ALGORITHMS AS LEGAL DECISIONS: GENDER GAPS AND CANADIAN EMPLOYMENT LAW IN THE 21st CENTURY.

AuthorNiblett, Anthony

Introduction

Should judges and arbitrators in Canada use algorithms to assist with their decision making? Could we ever replace the decisions of judges with the assessments of an algorithm? Some legal scholars and futurists have posited the idea that artificially intelligent algorithms could form the basis of legal decisions. (1) This is not merely an issue for the future. Predictive algorithms are already used by lawyers to assist with dispute resolution. (2) And artificially intelligent tools are being used as a basis for legal decisions in China, (3) Estonia, (4) and other jurisdictions. (5) The question of how much authority the Canadian legal system decides to delegate to algorithms is, therefore, one of paramount importance in the 21st century.
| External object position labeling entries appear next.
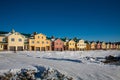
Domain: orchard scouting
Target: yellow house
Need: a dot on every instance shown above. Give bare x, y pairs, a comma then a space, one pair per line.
93, 45
3, 43
108, 46
72, 45
15, 41
103, 45
88, 47
39, 42
81, 45
119, 46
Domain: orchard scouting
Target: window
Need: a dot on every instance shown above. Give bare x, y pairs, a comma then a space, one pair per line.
20, 40
12, 39
56, 43
42, 37
38, 42
3, 40
42, 42
32, 42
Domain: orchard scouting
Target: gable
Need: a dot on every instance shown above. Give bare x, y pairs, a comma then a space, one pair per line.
16, 34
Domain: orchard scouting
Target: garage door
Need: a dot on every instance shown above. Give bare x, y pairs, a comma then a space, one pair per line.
20, 48
12, 48
37, 48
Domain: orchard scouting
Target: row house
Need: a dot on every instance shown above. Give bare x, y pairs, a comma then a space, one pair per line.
12, 41
15, 41
81, 45
93, 45
71, 45
39, 42
57, 45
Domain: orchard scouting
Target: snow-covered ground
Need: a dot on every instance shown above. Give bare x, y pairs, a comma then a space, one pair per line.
81, 65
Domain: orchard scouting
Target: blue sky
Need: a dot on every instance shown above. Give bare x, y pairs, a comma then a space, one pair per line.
86, 19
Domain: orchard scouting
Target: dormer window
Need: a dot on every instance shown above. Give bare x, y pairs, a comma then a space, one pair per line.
32, 42
12, 39
42, 37
38, 42
42, 42
20, 40
3, 40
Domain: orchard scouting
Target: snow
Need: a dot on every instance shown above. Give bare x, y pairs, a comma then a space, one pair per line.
81, 65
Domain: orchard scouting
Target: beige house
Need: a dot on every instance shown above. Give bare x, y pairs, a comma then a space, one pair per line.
15, 41
39, 42
93, 45
3, 43
81, 45
108, 46
103, 46
72, 45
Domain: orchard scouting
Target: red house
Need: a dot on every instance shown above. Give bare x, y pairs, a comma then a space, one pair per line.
58, 45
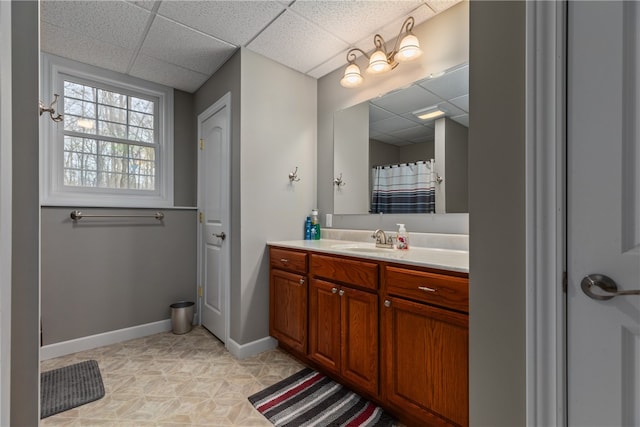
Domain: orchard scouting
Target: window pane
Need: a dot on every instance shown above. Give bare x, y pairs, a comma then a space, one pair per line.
112, 114
140, 134
112, 129
141, 105
92, 162
79, 108
79, 124
78, 91
141, 120
71, 177
111, 98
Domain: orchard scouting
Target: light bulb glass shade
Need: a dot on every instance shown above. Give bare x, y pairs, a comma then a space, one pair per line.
378, 63
409, 49
352, 76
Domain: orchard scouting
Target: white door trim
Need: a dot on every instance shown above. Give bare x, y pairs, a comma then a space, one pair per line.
223, 102
5, 211
545, 210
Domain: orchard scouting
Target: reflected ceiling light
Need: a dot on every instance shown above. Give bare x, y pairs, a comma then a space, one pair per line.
406, 48
429, 113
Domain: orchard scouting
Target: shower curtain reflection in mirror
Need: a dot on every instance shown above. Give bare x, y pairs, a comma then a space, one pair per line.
404, 188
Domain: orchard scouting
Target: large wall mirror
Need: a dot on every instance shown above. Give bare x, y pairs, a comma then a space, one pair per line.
405, 151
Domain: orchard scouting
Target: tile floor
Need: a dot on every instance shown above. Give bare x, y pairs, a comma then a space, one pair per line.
174, 380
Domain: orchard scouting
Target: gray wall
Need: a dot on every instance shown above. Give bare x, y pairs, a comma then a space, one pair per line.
272, 133
445, 39
25, 376
185, 154
279, 110
451, 154
227, 79
119, 274
100, 275
497, 215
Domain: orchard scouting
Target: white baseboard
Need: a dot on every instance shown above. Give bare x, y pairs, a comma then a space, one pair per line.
93, 341
243, 351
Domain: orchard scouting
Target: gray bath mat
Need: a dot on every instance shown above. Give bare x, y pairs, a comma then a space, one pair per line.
66, 388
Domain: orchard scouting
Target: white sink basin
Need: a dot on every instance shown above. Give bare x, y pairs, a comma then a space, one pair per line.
364, 248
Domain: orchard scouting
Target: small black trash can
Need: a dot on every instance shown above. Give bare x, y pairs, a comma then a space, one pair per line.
181, 317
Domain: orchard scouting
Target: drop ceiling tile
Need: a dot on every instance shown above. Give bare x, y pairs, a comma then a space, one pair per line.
117, 23
179, 45
387, 139
463, 120
145, 4
236, 22
415, 132
441, 5
407, 100
66, 43
332, 64
452, 85
352, 21
461, 102
377, 113
161, 72
391, 124
290, 39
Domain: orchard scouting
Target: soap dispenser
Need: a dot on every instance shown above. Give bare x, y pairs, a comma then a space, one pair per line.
402, 239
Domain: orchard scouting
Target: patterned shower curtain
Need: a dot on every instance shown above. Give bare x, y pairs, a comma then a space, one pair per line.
404, 188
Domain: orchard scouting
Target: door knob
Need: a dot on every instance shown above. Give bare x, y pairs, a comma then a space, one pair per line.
606, 285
The use of such algorithmic tools to help make decisions raises a number of potential concerns. Algorithmic bias is frequently high on the list of concerns and examples of such bias are plentiful. In the legal context, studies have shown that racial bias infects algorithms used by judges to assess flight risk in bail decisions or risk of recidivism in sentencing hearings. (6) These algorithms have been found to assess black defendants more harshly than white defendants, even when race is not one of the variables explicitly considered by the algorithm. (7) In other contexts, Amazon recently built an artificially intelligent tool to help with hiring employees, but shut it down after it was discovered to be discriminating against women. (8) The prevalence of such biases should caution us against using algorithms in decision making. This would appear to be especially true in the legal context, where decisions can come at the expense of life and liberty.

In this paper, I explore the potential to use one particular type of predictive algorithm in legal decision making. The type of algorithm examined here predicts the "most likely" outcome if a case were to go to court. An algorithm in this mould seeks to predict what would happen if a judge were to decide on the case. The algorithm relies on data generated from previous judicial decisions. It presupposes that the prior decisions of judges provide a good basis for making a prediction in future cases. If the algorithm were to be used by a judge, then the judge is essentially saying that she agrees with the law as decided in previous cases.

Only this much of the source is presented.